Have you ever wondered why so many famous chefs are male? Me, too. I should have some insights because I have sons.

Let me explain.

Back in the day, pushing the beaters into my mixer was guaranteed to bring at least one family member into the kitchen. A lot like the cat when I pop the top of the can of food: focused. She can bring blood on her way to the food dish. The cat, I mean.

So I popped in the mixer beaters, and my four-year-old son appeared at my elbow. No blood. Yet.

“Let’s make shape cookies,” he said, pushing a chair to the counter.

The process of making shape cookies cutters was more complex. But this was a teaching moment for my young chef. I was proud he wanted me to teach him. Well, I was going to teach him whether he liked it or not. 

We mixed our cookie dough. 

“Now, we start with a ball, like this.” I scooped a handful of dough from the bowl and rolled it in my palms. 

He watched intently, his nose drawing closer and closer to my hands. He was a good student, obviously impressed with my culinary skills.

“Then I put the ball on the counter,” I said. 

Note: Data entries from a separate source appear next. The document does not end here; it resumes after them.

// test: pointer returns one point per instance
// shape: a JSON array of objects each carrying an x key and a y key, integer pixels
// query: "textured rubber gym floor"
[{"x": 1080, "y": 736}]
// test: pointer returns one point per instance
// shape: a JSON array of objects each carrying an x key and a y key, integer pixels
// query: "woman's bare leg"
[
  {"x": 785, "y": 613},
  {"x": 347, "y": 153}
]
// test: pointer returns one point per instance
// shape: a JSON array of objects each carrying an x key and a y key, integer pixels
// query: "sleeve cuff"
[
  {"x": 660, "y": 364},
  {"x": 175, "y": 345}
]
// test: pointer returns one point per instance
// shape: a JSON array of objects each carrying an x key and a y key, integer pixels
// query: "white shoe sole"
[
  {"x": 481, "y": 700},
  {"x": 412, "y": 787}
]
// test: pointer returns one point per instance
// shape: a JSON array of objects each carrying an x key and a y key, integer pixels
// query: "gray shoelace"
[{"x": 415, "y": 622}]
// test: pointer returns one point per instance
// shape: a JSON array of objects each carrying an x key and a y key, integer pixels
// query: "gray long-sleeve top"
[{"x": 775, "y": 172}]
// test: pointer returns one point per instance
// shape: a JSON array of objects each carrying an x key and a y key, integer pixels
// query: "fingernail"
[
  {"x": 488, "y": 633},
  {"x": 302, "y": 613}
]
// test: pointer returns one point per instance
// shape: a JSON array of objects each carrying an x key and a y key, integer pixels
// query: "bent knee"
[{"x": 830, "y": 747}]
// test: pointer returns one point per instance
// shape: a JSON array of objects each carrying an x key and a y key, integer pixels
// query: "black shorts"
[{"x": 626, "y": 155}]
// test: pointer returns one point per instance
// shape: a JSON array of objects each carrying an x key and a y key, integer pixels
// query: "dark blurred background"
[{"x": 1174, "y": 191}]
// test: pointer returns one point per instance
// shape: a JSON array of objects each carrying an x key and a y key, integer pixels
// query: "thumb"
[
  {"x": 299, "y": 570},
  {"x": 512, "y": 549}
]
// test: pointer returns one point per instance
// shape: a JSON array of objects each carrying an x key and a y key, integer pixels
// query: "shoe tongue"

I set the pale ball of dough lightly on the flour I had sprinkled out. The sweet scent of cookie dough filled the air. “We use a rolling pin to flatten the dough.”

He didn’t take his eyes off the ball of dough. I flattened the lump into a thin flat pancake and let him press the cookie cutters into it.

He selected a star. “That one looks like an explosion.” An explosion?

He was so creative. Did chefs frequently work explosions into their creations? Maybe that was how creme brûlée came into existence? To have an excuse to use a torch? A precursor to an explosion?

“I’ll do it this time,” he told me after the first batch was transferred to cookie sheets.

I took that to indicate the success of my teaching skills. He was ready for his first baby step as a chef. I was so proud.

He clutched a handful of dough from the bowl and squeezed it hard. Like a muscle man grasping a handgrip. 

“Well, you might not…“ I started to coach him, but I was too late.

He slapped the crushed dough onto the counter and began pounding it with the side of his fist. Thud! Thud! A punching ball endured fewer strikes than that ball of dough. The mixture finally surrendered into an uneven flat lump of defeated cookie dough. 

For me, baking cookies is about the aroma and flavor. 

For my would-be chef, it was more about hand-to-hand combat.